Mastering Window Functions for Advanced Data Analytics in SQL

Learn how to use SQL window functions to perform powerful and advanced data analytics with beginner-friendly examples and clear explanations.

Window functions are a powerful feature in SQL that allow you to perform calculations across a set of table rows related to the current row. They are essential for advanced data analytics because they let you compute running totals, rankings, moving averages, and other cumulative metrics without collapsing your query results.

Unlike aggregate functions, which group rows and return a single result per group, window functions preserve individual rows while still performing calculations over values in a defined window (or partition). This enables detailed analytics and reporting within your dataset.

Let's explore some common window functions with practical examples using a sample sales table structured like this:

sql
CREATE TABLE sales (
    id INT,
    salesperson VARCHAR(50),
    region VARCHAR(50),
    sale_amount DECIMAL(10, 2),
    sale_date DATE
);

### 1. ROW_NUMBER(): Assigns a unique sequential number to each row within a partition ordered by some columns.

sql
SELECT
  salesperson,
  sale_date,
  sale_amount,
  ROW_NUMBER() OVER (PARTITION BY salesperson ORDER BY sale_date) AS sale_rank
FROM sales;

This query ranks each sale per salesperson by the sale date, starting at 1 for the earliest sale.

### 2. RANK() and DENSE_RANK(): Similar to ROW_NUMBER but handle ties differently.

sql
SELECT
  salesperson,
  sale_amount,
  RANK() OVER (PARTITION BY salesperson ORDER BY sale_amount DESC) AS rank,
  DENSE_RANK() OVER (PARTITION BY salesperson ORDER BY sale_amount DESC) AS dense_rank
FROM sales;

RANK gives the same rank to tied values but skips rank numbers after ties. DENSE_RANK also ties but does not skip numbers.

### 3. SUM() with OVER(): Calculate running totals or totals per partition while keeping all rows.

sql
SELECT
  salesperson,
  sale_date,
  sale_amount,
  SUM(sale_amount) OVER (PARTITION BY salesperson ORDER BY sale_date ROWS BETWEEN UNBOUNDED PRECEDING AND CURRENT ROW) AS running_total
FROM sales;

This calculates a running total of sales for each salesperson ordered by the sale date.

### 4. LAG() and LEAD(): Access data from previous or next rows without self-joins.

sql
SELECT
  salesperson,
  sale_date,
  sale_amount,
  LAG(sale_amount, 1) OVER (PARTITION BY salesperson ORDER BY sale_date) AS previous_sale,
  LEAD(sale_amount, 1) OVER (PARTITION BY salesperson ORDER BY sale_date) AS next_sale
FROM sales;

These functions let you compare each sale amount to the previous and next sale amounts for the same salesperson.

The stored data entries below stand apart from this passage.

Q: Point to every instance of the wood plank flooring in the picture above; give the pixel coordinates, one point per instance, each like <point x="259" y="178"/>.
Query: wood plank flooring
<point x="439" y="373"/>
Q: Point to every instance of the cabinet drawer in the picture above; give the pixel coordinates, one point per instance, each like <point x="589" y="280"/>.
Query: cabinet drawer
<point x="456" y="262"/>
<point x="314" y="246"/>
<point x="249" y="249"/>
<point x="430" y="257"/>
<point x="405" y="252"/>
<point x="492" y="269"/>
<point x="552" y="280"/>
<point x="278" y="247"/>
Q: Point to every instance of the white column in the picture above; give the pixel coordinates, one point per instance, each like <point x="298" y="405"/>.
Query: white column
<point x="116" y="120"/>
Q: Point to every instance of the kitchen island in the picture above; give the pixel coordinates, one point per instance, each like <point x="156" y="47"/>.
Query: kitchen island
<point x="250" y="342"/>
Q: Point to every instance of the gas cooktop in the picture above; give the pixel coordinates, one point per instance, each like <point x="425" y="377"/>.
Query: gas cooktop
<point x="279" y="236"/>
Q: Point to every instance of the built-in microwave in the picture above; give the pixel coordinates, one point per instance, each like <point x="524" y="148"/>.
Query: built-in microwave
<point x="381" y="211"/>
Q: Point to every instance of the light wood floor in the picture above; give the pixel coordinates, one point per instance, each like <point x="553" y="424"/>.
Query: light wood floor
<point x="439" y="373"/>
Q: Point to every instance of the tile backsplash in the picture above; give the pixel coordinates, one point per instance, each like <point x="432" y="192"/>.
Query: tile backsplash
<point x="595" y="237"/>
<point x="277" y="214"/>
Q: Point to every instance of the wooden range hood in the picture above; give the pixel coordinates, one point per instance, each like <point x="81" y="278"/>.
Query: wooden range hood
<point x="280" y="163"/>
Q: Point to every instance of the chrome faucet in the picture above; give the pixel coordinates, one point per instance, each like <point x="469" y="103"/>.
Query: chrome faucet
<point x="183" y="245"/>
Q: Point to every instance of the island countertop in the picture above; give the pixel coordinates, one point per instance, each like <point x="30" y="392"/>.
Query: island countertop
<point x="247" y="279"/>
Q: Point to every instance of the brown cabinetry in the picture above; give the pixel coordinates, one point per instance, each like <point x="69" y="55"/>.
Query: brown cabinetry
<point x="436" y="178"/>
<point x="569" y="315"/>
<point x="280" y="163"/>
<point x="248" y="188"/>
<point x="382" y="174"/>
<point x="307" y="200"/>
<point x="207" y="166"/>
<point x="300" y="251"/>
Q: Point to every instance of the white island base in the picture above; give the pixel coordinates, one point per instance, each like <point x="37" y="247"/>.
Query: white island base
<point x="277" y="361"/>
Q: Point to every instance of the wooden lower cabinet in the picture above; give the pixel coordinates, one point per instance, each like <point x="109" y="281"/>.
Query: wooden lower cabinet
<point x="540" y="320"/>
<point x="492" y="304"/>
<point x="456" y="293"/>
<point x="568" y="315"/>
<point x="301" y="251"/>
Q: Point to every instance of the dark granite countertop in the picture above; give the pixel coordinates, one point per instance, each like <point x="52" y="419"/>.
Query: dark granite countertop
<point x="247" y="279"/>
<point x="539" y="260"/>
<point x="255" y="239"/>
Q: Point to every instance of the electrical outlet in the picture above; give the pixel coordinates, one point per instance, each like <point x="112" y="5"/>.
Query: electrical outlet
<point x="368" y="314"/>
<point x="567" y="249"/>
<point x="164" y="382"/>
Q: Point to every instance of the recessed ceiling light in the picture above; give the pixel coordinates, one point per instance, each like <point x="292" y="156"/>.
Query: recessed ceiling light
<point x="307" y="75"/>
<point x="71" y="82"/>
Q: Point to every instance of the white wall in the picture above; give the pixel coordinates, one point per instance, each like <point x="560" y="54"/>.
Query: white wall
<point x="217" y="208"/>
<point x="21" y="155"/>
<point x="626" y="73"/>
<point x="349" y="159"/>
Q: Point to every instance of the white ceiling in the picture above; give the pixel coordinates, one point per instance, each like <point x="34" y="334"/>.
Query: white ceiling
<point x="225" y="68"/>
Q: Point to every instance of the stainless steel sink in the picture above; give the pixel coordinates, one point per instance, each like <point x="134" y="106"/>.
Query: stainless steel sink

### Practical Use Case: Finding Top Sales per Region

sql
SELECT * FROM (
  SELECT
    region,
    salesperson,
    sale_amount,
    RANK() OVER (PARTITION BY region ORDER BY sale_amount DESC) AS sales_rank
  FROM sales
) ranked_sales
WHERE sales_rank = 1;

This query identifies the top salespeople in each region with the highest sales amount.

### Summary

Window functions extend SQL's analytical capabilities by allowing you to perform complex calculations across related rows without losing detail. With ROW_NUMBER, RANK, SUM, LAG, LEAD, and others, you can create insightful reports and dashboards easily. Practice these functions on your datasets to become proficient in advanced SQL data analysis.